I’ve been reframing it in my head like: I might sink a bunch of time into scripts, use them for a few years and then stop having the capacity to update them. I charged no money, told no lies, harmed nobody and the only potential harm is to myself if I try to exceed my capacity.

Idk how you want to approach the problem but I feel it’s one we all share and wanted to provide my approach. If you’d benefit from a partner and want to revisit seaflex beyond this fix (the feature suggestions in this thread are up my alley in some ways and excite me) or you just another set of hands that can merge little fixes in the repo I happily volunteer!

the fix for anyone looking to fix `seaflex` in the meantime

Just update the import of polycut to the new way found in ash/earthsea.

9 Likes

What a thoughtful response to a more-than-3-year-old message! I appreciate the fix and the offer for another set of hands. I gladly accept - you’re more than welcome to take on any feature developments that excite you, and please let me know if there is any support I can offer.

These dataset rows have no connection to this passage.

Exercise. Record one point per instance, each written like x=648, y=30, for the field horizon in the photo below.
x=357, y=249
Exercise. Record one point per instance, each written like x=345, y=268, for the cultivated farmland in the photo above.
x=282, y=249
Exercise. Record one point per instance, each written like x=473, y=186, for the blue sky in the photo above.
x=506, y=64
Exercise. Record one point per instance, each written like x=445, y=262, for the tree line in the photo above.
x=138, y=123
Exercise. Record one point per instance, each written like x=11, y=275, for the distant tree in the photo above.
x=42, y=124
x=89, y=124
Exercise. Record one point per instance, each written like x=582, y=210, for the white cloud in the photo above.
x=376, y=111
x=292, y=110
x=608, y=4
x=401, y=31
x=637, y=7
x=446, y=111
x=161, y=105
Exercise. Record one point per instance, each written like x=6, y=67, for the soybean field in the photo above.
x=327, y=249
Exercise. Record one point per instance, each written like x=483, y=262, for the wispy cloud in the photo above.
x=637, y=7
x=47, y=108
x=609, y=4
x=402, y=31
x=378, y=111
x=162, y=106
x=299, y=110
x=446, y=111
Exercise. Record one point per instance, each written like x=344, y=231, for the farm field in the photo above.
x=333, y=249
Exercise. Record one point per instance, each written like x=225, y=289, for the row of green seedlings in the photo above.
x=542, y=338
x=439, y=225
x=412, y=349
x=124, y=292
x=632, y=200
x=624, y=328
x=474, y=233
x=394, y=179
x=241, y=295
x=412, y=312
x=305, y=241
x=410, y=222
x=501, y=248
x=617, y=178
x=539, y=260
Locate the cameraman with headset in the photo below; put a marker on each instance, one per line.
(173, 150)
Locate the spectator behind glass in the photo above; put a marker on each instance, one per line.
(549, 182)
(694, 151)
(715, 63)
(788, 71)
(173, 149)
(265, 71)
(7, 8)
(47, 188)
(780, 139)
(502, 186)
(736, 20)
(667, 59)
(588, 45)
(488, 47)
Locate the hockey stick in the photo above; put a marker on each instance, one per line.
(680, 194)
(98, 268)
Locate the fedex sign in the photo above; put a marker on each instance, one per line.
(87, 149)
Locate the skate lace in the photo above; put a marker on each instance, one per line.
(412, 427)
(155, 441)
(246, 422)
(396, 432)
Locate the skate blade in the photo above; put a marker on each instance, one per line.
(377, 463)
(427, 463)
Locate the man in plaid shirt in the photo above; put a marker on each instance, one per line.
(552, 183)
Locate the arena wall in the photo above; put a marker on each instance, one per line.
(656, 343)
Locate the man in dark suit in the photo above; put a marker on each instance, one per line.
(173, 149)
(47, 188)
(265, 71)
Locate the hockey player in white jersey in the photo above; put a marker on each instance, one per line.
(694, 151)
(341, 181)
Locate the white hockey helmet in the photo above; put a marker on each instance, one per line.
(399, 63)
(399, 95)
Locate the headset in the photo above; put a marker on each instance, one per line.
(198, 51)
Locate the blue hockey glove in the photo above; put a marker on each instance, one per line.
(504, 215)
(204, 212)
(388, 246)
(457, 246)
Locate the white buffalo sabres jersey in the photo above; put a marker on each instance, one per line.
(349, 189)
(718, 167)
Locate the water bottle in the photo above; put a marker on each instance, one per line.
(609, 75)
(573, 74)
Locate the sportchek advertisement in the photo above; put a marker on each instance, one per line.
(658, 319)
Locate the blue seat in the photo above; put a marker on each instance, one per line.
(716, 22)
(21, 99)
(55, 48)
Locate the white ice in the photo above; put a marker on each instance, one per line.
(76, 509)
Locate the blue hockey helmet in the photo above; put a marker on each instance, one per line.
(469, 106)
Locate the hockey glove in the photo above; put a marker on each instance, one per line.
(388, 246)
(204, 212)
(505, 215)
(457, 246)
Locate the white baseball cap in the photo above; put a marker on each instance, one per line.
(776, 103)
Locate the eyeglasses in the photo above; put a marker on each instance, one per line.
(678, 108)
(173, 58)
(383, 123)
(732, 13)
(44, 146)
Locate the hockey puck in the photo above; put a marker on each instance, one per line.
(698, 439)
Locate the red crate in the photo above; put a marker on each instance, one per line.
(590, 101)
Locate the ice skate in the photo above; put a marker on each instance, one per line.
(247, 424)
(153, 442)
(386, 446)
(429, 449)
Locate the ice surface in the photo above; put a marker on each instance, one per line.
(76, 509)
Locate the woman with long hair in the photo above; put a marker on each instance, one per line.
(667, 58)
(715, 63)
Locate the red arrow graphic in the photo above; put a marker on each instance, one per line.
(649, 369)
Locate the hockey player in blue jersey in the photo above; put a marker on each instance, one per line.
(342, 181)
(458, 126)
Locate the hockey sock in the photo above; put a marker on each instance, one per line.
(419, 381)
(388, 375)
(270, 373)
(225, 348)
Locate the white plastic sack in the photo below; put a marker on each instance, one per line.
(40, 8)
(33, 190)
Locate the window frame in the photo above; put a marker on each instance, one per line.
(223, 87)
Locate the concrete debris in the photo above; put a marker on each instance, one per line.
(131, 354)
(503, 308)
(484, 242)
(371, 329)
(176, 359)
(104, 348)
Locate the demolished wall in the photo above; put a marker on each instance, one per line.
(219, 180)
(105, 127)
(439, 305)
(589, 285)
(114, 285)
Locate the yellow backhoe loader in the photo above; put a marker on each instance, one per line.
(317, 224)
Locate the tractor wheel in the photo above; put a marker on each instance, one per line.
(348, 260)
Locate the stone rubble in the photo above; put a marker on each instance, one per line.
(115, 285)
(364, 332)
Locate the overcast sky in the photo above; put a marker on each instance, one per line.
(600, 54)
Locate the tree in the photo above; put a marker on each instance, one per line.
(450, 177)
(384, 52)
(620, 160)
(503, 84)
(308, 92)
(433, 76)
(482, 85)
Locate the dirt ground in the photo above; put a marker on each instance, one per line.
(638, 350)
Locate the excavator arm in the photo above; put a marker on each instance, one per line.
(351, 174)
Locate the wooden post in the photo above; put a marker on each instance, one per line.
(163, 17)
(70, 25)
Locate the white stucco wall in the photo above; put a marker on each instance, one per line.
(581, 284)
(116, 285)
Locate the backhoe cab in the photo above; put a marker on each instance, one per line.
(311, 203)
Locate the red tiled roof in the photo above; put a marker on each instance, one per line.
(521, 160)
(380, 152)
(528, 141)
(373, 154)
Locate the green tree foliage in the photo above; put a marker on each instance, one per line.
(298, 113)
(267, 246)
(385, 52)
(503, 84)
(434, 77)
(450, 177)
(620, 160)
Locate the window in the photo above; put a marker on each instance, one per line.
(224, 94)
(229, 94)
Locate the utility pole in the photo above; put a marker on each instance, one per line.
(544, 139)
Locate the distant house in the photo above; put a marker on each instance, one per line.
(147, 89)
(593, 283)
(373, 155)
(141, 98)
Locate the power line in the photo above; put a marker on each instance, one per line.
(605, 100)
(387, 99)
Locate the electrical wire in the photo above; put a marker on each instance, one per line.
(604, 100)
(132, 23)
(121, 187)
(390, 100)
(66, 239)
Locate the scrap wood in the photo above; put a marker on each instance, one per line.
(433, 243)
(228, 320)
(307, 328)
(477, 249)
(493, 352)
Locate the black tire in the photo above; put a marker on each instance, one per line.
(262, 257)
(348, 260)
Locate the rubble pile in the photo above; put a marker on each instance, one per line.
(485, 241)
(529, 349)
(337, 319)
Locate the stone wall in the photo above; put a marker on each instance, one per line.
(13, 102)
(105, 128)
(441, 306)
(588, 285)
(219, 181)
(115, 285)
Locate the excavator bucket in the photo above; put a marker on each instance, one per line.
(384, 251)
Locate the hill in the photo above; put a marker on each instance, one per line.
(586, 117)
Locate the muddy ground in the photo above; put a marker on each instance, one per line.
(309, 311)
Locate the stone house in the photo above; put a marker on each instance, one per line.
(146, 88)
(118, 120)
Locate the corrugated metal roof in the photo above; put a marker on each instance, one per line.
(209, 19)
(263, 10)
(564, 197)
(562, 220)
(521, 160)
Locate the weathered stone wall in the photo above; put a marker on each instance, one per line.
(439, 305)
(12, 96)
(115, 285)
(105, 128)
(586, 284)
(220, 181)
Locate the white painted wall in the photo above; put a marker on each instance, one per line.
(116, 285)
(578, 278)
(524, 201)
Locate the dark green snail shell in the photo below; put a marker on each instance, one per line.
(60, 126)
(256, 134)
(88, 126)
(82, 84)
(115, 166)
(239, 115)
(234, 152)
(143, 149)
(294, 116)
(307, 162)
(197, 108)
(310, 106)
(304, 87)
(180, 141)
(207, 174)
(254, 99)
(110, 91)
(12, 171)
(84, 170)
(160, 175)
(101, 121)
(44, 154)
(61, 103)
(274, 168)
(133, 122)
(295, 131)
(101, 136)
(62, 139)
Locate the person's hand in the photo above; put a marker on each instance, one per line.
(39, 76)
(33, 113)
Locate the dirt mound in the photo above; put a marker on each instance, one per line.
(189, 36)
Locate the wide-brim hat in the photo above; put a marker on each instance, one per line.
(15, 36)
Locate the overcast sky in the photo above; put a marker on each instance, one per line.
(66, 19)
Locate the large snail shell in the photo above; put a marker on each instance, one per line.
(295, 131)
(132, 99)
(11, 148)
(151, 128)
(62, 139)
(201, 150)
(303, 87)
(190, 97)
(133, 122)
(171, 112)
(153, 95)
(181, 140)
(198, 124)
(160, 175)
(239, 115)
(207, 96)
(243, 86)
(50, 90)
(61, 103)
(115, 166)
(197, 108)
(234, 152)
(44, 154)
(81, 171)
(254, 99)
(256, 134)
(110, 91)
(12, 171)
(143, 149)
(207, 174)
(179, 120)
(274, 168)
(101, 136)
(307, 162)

I’m happy to see new life breathed into one of my old projects :slightly_smiling_face:

3 Likes

Yeah dawg!

PR is up and I’m actually going to scratch my own itch first when I have time to contribute a feature.

I want to use HID to search and display chords. Probably will also look for easy wins where more current norns utilities could improve existing code.

Being able to go backwards from name to grid would really help me recement the theory I’ve forgotten since devoting most of my time to a career change for a couple years.